Data released by the Office for National Statistics (ONS) today indicated that construction output grew 5.5% in February but, when compared to year-on-year trends over the same time period, the construction sector has normally reported much sharper growth. The weak figures have been partly blamed on the colder than average weather.
According to an optimism survey by accountancy firm BDO, British businesses do not anticipate overall economic growth however they do expect to increase hiring. The report also indicates that both the optimism and output indices remain below 95 points which is the demarcation between grown and contraction suggesting that the economy could already be in a third recession.
Despite poor economic data last week, the FTSE closed up 0.5% or 27 points today at 6,276.96 ahead of the start of the US results season. France’s CAC and Germany’s DAX also closed up slightly having lost most of their gains towards the end of trading.
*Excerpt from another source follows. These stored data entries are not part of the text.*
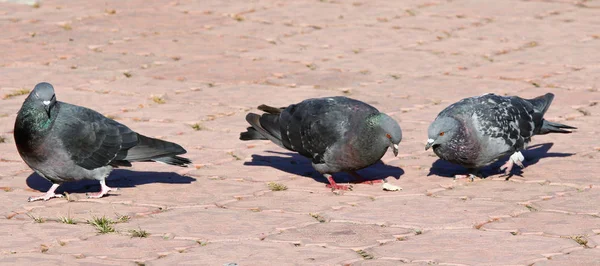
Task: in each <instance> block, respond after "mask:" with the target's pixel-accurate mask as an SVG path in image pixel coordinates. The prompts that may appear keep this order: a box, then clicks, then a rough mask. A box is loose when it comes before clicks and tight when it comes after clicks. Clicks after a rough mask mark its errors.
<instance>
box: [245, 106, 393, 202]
mask: <svg viewBox="0 0 600 266" xmlns="http://www.w3.org/2000/svg"><path fill="white" fill-rule="evenodd" d="M258 109H259V110H262V111H264V112H266V113H263V114H262V115H258V114H254V113H249V114H248V115H247V116H246V121H248V123H250V125H251V127H249V128H247V131H246V132H242V133H241V134H240V139H241V140H255V139H268V140H271V141H272V142H273V143H275V144H277V145H279V146H280V147H282V148H284V149H288V150H291V151H295V152H298V153H300V154H301V155H303V156H305V157H308V158H310V159H311V160H312V165H313V167H314V168H315V169H316V170H317V171H318V172H319V173H321V174H323V175H324V176H325V177H326V178H327V180H328V181H329V185H328V187H331V188H332V189H341V190H345V189H348V188H349V187H348V186H344V185H338V184H336V183H335V181H334V180H333V177H332V176H331V174H333V173H336V172H348V173H350V174H352V175H353V176H355V177H357V178H359V179H360V178H361V177H360V176H359V175H358V174H357V173H356V170H359V169H362V168H365V167H368V166H370V165H372V164H374V163H376V162H377V161H379V160H380V159H381V157H383V155H384V154H385V152H386V151H387V149H388V148H391V149H392V151H393V152H394V155H398V144H399V143H400V141H401V140H402V130H401V129H400V126H399V125H398V123H397V122H396V121H395V120H394V119H393V118H391V117H390V116H388V115H386V114H384V113H381V112H379V111H378V110H377V109H376V108H375V107H373V106H371V105H368V104H366V103H364V102H361V101H358V100H354V99H350V98H347V97H326V98H315V99H308V100H304V101H302V102H300V103H297V104H292V105H290V106H288V107H284V108H275V107H270V106H266V105H261V106H259V107H258Z"/></svg>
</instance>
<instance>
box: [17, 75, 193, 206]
mask: <svg viewBox="0 0 600 266" xmlns="http://www.w3.org/2000/svg"><path fill="white" fill-rule="evenodd" d="M14 138H15V143H16V145H17V150H18V151H19V155H21V158H23V161H25V163H26V164H27V165H28V166H29V167H31V168H32V169H33V170H34V171H35V172H36V173H37V174H39V175H40V176H42V177H43V178H45V179H47V180H49V181H50V182H52V186H51V187H50V189H49V190H48V192H47V193H46V194H45V195H43V196H40V197H30V198H29V201H30V202H31V201H37V200H49V199H51V198H60V197H63V195H60V194H55V191H56V189H57V188H58V186H60V184H62V183H64V182H71V181H78V180H82V179H91V180H98V181H100V188H101V190H100V192H99V193H96V194H89V195H88V197H89V198H101V197H102V196H104V195H106V194H107V193H108V192H109V191H114V190H116V189H115V188H111V187H108V186H107V185H106V181H105V179H106V177H107V176H108V175H109V174H110V172H111V171H112V169H113V168H116V167H120V166H131V163H132V162H147V161H154V162H161V163H165V164H170V165H176V166H181V167H186V166H187V165H188V164H190V163H191V161H190V160H189V159H187V158H183V157H179V156H177V155H180V154H184V153H186V150H185V149H183V148H182V147H181V146H179V145H177V144H175V143H172V142H168V141H164V140H159V139H154V138H149V137H146V136H143V135H140V134H138V133H136V132H134V131H132V130H131V129H129V128H128V127H126V126H125V125H122V124H120V123H119V122H117V121H114V120H112V119H109V118H107V117H105V116H103V115H102V114H100V113H98V112H96V111H94V110H91V109H88V108H85V107H81V106H77V105H72V104H68V103H64V102H60V101H57V100H56V95H55V93H54V87H52V85H51V84H50V83H46V82H42V83H39V84H37V85H36V86H35V88H34V89H33V91H32V92H31V93H30V94H29V96H28V97H27V98H26V99H25V102H23V105H22V106H21V109H20V110H19V112H18V114H17V119H16V121H15V129H14Z"/></svg>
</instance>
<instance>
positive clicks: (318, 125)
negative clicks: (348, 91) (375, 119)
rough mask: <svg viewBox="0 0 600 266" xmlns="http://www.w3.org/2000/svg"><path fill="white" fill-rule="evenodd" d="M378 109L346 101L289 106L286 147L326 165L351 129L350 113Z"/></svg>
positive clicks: (341, 98) (307, 102) (316, 161)
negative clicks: (338, 145) (336, 147)
mask: <svg viewBox="0 0 600 266" xmlns="http://www.w3.org/2000/svg"><path fill="white" fill-rule="evenodd" d="M365 108H368V109H369V110H370V109H372V110H370V111H372V112H378V111H377V109H375V108H373V107H371V106H369V105H367V104H364V103H362V102H359V101H356V100H352V99H349V98H345V97H329V98H323V99H309V100H305V101H303V102H300V103H298V104H293V105H290V106H288V107H287V108H286V109H285V110H284V111H283V112H282V113H281V117H280V118H281V120H280V123H281V133H282V134H281V136H282V143H283V145H284V146H285V147H286V148H288V149H290V150H293V151H297V152H298V153H300V154H302V155H304V156H306V157H309V158H312V161H313V163H316V164H319V163H324V155H325V152H326V151H327V149H329V148H330V147H331V146H333V145H334V144H335V143H336V142H338V141H341V140H342V139H343V138H344V137H345V134H346V132H347V131H348V129H349V128H350V127H351V125H350V124H351V121H350V120H351V119H352V118H351V117H352V116H351V115H348V114H349V113H351V114H352V113H354V114H360V115H361V116H362V115H365V114H364V113H371V112H364V110H363V109H365Z"/></svg>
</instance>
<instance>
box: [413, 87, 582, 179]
mask: <svg viewBox="0 0 600 266" xmlns="http://www.w3.org/2000/svg"><path fill="white" fill-rule="evenodd" d="M553 99H554V94H552V93H547V94H545V95H542V96H539V97H536V98H534V99H523V98H520V97H517V96H510V97H503V96H498V95H495V94H485V95H482V96H477V97H471V98H466V99H463V100H461V101H459V102H457V103H454V104H452V105H450V106H448V107H447V108H446V109H444V110H443V111H441V112H440V113H439V114H438V116H437V118H436V119H435V121H433V123H431V125H430V126H429V130H428V135H429V139H428V140H427V145H426V146H425V150H427V149H429V148H430V147H433V151H434V152H435V154H437V156H439V157H440V158H441V159H444V160H447V161H449V162H451V163H455V164H459V165H462V166H464V167H466V168H468V169H469V175H468V177H470V178H471V180H472V179H473V178H474V177H475V176H476V175H478V174H479V169H480V168H482V167H484V166H487V165H489V164H491V163H493V162H495V161H496V160H498V159H500V158H502V157H504V156H507V155H509V154H510V155H511V156H510V158H509V160H508V161H507V162H506V163H505V164H504V165H503V166H502V167H501V168H500V169H501V170H505V174H506V175H509V174H510V171H511V170H512V167H513V165H514V164H517V165H518V166H520V167H523V164H522V162H523V160H524V159H525V158H524V157H523V154H522V153H521V151H522V150H524V149H526V148H527V144H528V143H529V142H530V141H531V137H532V136H534V135H543V134H548V133H571V131H569V130H565V129H576V128H574V127H571V126H567V125H563V124H559V123H554V122H550V121H547V120H544V117H543V116H544V113H546V111H547V110H548V107H550V103H552V100H553ZM457 177H463V176H462V175H457Z"/></svg>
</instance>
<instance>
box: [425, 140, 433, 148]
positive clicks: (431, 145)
mask: <svg viewBox="0 0 600 266" xmlns="http://www.w3.org/2000/svg"><path fill="white" fill-rule="evenodd" d="M433 142H435V140H434V139H428V140H427V144H425V150H429V148H431V146H433Z"/></svg>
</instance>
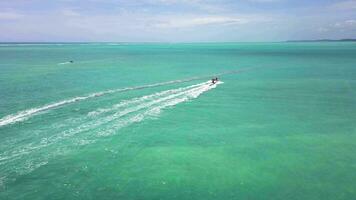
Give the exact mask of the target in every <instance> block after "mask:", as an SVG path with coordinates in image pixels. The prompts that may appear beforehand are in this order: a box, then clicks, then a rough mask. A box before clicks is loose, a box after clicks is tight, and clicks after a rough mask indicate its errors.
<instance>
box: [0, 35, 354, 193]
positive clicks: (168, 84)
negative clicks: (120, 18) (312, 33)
mask: <svg viewBox="0 0 356 200" xmlns="http://www.w3.org/2000/svg"><path fill="white" fill-rule="evenodd" d="M71 61H72V62H71ZM216 74H219V75H218V77H219V78H220V81H219V82H218V84H215V85H211V84H210V82H209V79H210V78H213V77H214V76H216ZM355 152H356V43H355V42H315V43H302V42H292V43H287V42H281V43H202V44H174V43H172V44H158V43H156V44H155V43H142V44H141V43H74V44H71V43H63V44H60V43H41V44H31V43H25V44H21V43H16V44H13V43H12V44H11V43H3V44H0V199H1V200H7V199H10V200H12V199H31V200H37V199H38V200H42V199H43V200H48V199H85V200H88V199H100V200H101V199H121V200H156V199H163V200H174V199H177V200H184V199H187V200H188V199H189V200H192V199H194V200H208V199H214V200H217V199H218V200H229V199H250V200H265V199H273V200H279V199H280V200H286V199H288V200H293V199H296V200H309V199H323V200H329V199H330V200H339V199H345V200H346V199H347V200H349V199H355V197H356V173H355V172H356V153H355Z"/></svg>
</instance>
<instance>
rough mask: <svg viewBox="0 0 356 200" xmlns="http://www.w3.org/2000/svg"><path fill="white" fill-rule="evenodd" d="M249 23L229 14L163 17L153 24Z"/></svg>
mask: <svg viewBox="0 0 356 200" xmlns="http://www.w3.org/2000/svg"><path fill="white" fill-rule="evenodd" d="M243 23H247V20H245V19H242V18H238V17H228V16H195V17H171V18H168V19H161V20H159V21H158V22H156V23H155V24H153V26H155V27H159V28H188V27H195V26H204V25H234V24H243Z"/></svg>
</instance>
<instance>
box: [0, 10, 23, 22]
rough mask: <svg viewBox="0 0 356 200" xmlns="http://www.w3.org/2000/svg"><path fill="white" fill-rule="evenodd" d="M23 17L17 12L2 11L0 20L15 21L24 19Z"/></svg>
mask: <svg viewBox="0 0 356 200" xmlns="http://www.w3.org/2000/svg"><path fill="white" fill-rule="evenodd" d="M22 17H23V15H21V14H19V13H16V12H9V11H4V12H2V11H0V20H14V19H19V18H22Z"/></svg>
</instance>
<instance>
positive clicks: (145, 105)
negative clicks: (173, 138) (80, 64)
mask: <svg viewBox="0 0 356 200" xmlns="http://www.w3.org/2000/svg"><path fill="white" fill-rule="evenodd" d="M207 84H208V83H200V84H196V85H192V86H188V87H182V88H178V89H172V90H166V91H163V92H158V93H154V94H151V95H146V96H143V97H139V98H134V99H131V100H126V101H123V102H121V103H119V104H116V105H114V106H113V107H112V108H109V109H105V112H109V111H115V110H116V113H114V114H112V115H109V116H107V117H104V118H99V119H95V121H89V122H87V123H84V124H82V125H79V126H78V127H76V128H71V129H69V130H65V131H63V132H62V133H59V134H56V135H53V136H50V137H47V138H43V139H42V140H41V141H39V142H38V143H32V144H29V145H26V146H22V147H21V148H20V149H17V150H13V151H10V152H9V151H8V152H4V153H2V154H0V161H5V160H9V159H12V158H15V157H19V156H22V155H26V154H29V153H31V152H32V151H35V150H39V149H42V148H44V147H47V146H49V145H52V144H55V143H57V142H58V141H60V140H63V139H67V138H70V137H72V136H74V135H76V134H78V133H82V132H86V131H89V130H91V129H94V128H96V127H98V126H100V125H103V124H105V123H109V122H111V121H113V120H115V119H117V118H120V117H123V116H125V115H127V114H130V113H133V112H137V111H139V110H141V109H144V108H147V107H149V106H152V105H154V104H157V103H160V102H163V101H166V100H169V99H172V98H175V97H177V96H180V95H184V94H185V93H189V92H191V91H194V90H199V89H200V88H202V87H206V86H207ZM164 95H168V96H164ZM147 100H149V101H148V102H146V103H145V101H147ZM135 104H137V105H136V106H133V107H129V106H131V105H135ZM125 106H126V108H125ZM121 108H123V110H121ZM99 111H100V112H103V109H99V110H98V111H94V112H96V113H97V112H99ZM86 119H87V120H88V118H86Z"/></svg>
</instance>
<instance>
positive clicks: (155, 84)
mask: <svg viewBox="0 0 356 200" xmlns="http://www.w3.org/2000/svg"><path fill="white" fill-rule="evenodd" d="M252 69H256V68H244V69H240V70H233V71H228V72H223V73H220V74H215V75H209V76H200V77H192V78H188V79H180V80H173V81H167V82H161V83H154V84H149V85H142V86H136V87H127V88H120V89H113V90H106V91H103V92H97V93H92V94H89V95H87V96H79V97H74V98H72V99H68V100H63V101H59V102H56V103H52V104H48V105H45V106H42V107H37V108H31V109H28V110H24V111H20V112H18V113H16V114H10V115H7V116H5V117H3V118H1V119H0V127H1V126H5V125H8V124H13V123H16V122H20V121H24V120H27V119H28V118H30V117H33V116H34V115H36V114H39V113H41V112H44V111H47V110H52V109H56V108H58V107H61V106H64V105H67V104H72V103H75V102H79V101H83V100H86V99H91V98H96V97H100V96H103V95H107V94H113V93H119V92H126V91H130V90H141V89H146V88H153V87H159V86H165V85H171V84H176V83H185V82H190V81H194V80H202V79H207V78H210V77H212V76H222V75H227V74H236V73H241V72H244V71H249V70H252Z"/></svg>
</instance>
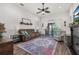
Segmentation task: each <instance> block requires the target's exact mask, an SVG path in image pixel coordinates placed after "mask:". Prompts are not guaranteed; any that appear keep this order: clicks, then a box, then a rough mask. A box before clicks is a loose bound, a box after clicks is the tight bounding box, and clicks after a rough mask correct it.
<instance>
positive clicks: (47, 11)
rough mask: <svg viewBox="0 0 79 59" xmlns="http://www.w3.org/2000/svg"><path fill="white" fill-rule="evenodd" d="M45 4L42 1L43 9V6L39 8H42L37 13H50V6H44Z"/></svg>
mask: <svg viewBox="0 0 79 59" xmlns="http://www.w3.org/2000/svg"><path fill="white" fill-rule="evenodd" d="M44 5H45V4H44V3H42V6H43V7H42V9H41V8H38V10H40V11H39V12H36V14H39V13H42V14H43V15H44V13H50V11H48V9H49V7H45V6H44Z"/></svg>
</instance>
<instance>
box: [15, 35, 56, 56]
mask: <svg viewBox="0 0 79 59" xmlns="http://www.w3.org/2000/svg"><path fill="white" fill-rule="evenodd" d="M56 43H57V42H56V41H55V40H54V39H53V37H39V38H35V39H33V40H30V41H28V42H24V43H22V44H18V45H17V46H18V47H19V48H21V49H23V50H25V51H26V52H28V53H31V54H33V55H52V54H54V50H55V47H56Z"/></svg>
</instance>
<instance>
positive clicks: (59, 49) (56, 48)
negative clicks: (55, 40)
mask: <svg viewBox="0 0 79 59" xmlns="http://www.w3.org/2000/svg"><path fill="white" fill-rule="evenodd" d="M17 44H20V43H17ZM17 44H14V55H30V54H29V53H27V52H26V51H24V50H22V49H21V48H18V47H17ZM55 55H71V52H70V50H69V48H68V47H67V46H66V45H65V44H64V43H63V42H58V44H57V46H56V50H55Z"/></svg>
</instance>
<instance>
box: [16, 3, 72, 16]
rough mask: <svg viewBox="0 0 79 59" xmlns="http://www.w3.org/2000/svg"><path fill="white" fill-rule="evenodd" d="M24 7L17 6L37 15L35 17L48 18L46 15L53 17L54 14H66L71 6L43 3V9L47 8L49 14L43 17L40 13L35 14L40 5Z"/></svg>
mask: <svg viewBox="0 0 79 59" xmlns="http://www.w3.org/2000/svg"><path fill="white" fill-rule="evenodd" d="M23 4H24V6H21V5H20V4H19V3H18V4H17V5H18V6H19V7H21V8H23V9H25V10H26V11H28V12H30V13H32V14H34V15H37V16H48V15H51V14H52V15H54V14H61V13H65V12H68V11H69V9H70V7H71V6H72V4H71V3H45V7H49V9H48V10H49V11H50V13H45V15H42V13H39V14H36V12H38V11H39V10H38V9H37V8H42V4H41V3H23Z"/></svg>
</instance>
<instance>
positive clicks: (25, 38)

In an effort to contain the fraud scandal that has rocked the Government, French Finance Minister Pierre Moscovici has announced that the country will look to reinforce the exchange of banking information in Europe. France aims to base the new rules on the American Foreign Account Tax Compliant Act (FATCA) which has been in place since 2010, requiring foreign financial institutions to provide tax information on transactions.
Despite a new remit allowing more leeway to disregard above-target inflation, the Bank of England (BoE) has decided not to put more money into the economy at this time however, after Chancellor George Obsorne gave the BoE stronger backing recently, this may change in the near future. Interest rates currently remain at the record low 0.5%.